While some institutions might focus on the observation aspect, at Solent it’s all about providing opportunities for those new to teaching to benefit from the knowledge of colleagues with more experience, who in turn might gain new ideas and fresh perspectives.
Lynsey Watt and Rob Dalton have undertaken PPE as part of the PR & Communications course team, and both valued the experience.
For Rob, it was easy – a straightforward process to organise that fitted in with his normal working day, and which yielded some great feedback for him to reflect on.
Lynsey gained some helpful hints on things she could do differently, but also appreciated hearing about what seemed to work well for her students, which she could then ensure she carried forward into subsequent classes. She particularly welcomed the chance to see the techniques and interventions that colleagues were using in their classes that her own students might respond well to.
Gillian Saieva’s advice is to plan.

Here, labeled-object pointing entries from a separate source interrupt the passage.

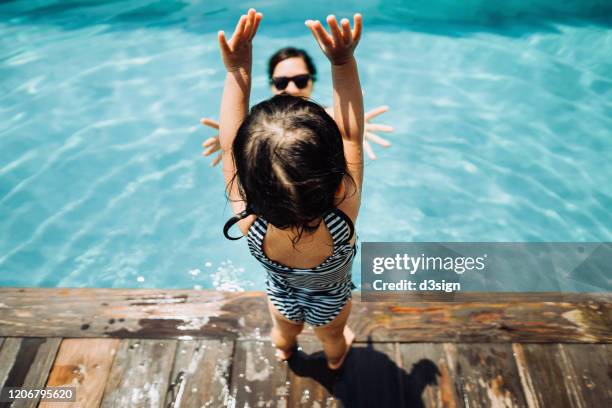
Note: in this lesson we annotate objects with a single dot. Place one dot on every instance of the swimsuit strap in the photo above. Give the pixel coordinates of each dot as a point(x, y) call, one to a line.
point(347, 220)
point(233, 220)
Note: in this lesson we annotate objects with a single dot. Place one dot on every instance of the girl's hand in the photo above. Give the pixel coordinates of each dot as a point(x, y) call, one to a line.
point(237, 53)
point(212, 144)
point(338, 47)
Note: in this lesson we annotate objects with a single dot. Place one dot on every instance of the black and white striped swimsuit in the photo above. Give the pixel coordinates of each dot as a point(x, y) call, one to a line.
point(314, 295)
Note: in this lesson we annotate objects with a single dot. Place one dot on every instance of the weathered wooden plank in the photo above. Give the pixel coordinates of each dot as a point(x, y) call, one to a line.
point(429, 375)
point(140, 374)
point(371, 377)
point(546, 380)
point(148, 313)
point(206, 364)
point(8, 354)
point(311, 382)
point(591, 365)
point(257, 379)
point(31, 366)
point(488, 375)
point(130, 313)
point(84, 364)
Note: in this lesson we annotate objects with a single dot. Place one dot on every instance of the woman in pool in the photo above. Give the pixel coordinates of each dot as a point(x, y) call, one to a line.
point(294, 176)
point(292, 71)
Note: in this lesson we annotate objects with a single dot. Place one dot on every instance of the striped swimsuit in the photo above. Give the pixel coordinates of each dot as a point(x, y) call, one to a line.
point(314, 295)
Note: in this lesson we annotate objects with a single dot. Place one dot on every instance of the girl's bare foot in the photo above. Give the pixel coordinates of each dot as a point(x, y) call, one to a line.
point(283, 355)
point(349, 337)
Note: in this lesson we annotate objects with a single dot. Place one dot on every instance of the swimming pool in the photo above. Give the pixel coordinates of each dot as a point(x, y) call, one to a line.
point(502, 116)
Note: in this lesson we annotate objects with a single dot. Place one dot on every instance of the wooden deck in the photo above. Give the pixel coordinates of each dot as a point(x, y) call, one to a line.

For example, the instructional design team are currently interested in observing teaching in particular rooms, to get an idea of how students use the space and the technology. You, in contrast, might have a particular unit that you’d like to have supportively critiqued, and then you can ask a colleague to spend some time in class with you.
Alternatively, you could identify someone who inspires you, who you know has a good reputation for teaching. Even if you don’t know them, it’s worth dropping them an email and asking if you can come along to one of their classes. After all, wouldn’t you like to know if someone admires your teaching?
Yes, PPE can have a positive impact on university metrics, especially when it’s run at a course level.
But what an opportunity it presents too, to learn from colleagues, share your own ideas and winning techniques, and help create a learning environment that benefits everyone in it.